Federation Protocols
In building a federated architecture that addresses interoperability, assurance, and trust concerns across security domains, the following protocols have emerged as useful building blocks for identity management integration:- SAML 1.0 and 1.1, which define a format for security data exchange known as an assertion, and profiles which provide the means for using the assertions
- SAML 2.0, which extends SAML 1.1 to provide additional profiles.

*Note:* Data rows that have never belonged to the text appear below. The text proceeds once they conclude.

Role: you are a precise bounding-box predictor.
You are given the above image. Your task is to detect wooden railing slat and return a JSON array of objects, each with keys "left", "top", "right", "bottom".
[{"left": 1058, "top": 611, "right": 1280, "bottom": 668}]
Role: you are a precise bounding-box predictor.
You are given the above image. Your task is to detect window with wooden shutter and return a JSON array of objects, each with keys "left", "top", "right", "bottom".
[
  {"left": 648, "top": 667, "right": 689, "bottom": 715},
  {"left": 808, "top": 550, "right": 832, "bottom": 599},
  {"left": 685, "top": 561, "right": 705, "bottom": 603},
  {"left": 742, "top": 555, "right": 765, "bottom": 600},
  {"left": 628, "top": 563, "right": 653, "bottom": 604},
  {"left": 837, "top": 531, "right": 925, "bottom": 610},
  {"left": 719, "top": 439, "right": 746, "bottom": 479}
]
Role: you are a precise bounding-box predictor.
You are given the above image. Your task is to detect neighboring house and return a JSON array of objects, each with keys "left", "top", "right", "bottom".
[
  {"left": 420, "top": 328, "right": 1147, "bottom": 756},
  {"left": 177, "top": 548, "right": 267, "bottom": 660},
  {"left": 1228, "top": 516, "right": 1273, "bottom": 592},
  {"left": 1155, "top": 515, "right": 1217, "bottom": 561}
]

- WS-Federation, which enables different security realms to federate by brokering trust of identities, user attributes, authentication between participating Web services
SAML 1.x
SAML 1.0 defines two key concepts:- a security token format, known as an assertion, which associates a given identity with specific access rights
- profiles that describe ways to package these assertions to provide single sign-on
SAML 2.0
SAML 2.0 includes support for single sign-on based largely on the framework developed by the Liberty Alliance ID-FF specifications.Although the concept of identity federation is not present in the specifications, SAML 2.0 promotes the existence of a name identifier for a specific use. SAML 2.0 supports a number of named profiles that largely mirror the functionality of the Liberty ID-FF 1.2 profiles, on top of the name identifiers inherited from SAML 1.x.
WS-Federation
The WS-Federation specification is "an integrated model for federating identity, authentication, and authorization across different trust realms and protocols." WS-Federation is a Web services-oriented standard which supports profiles for passive requestors, such as Web browsers, as well as active requestors such as SOAP-enabled applications.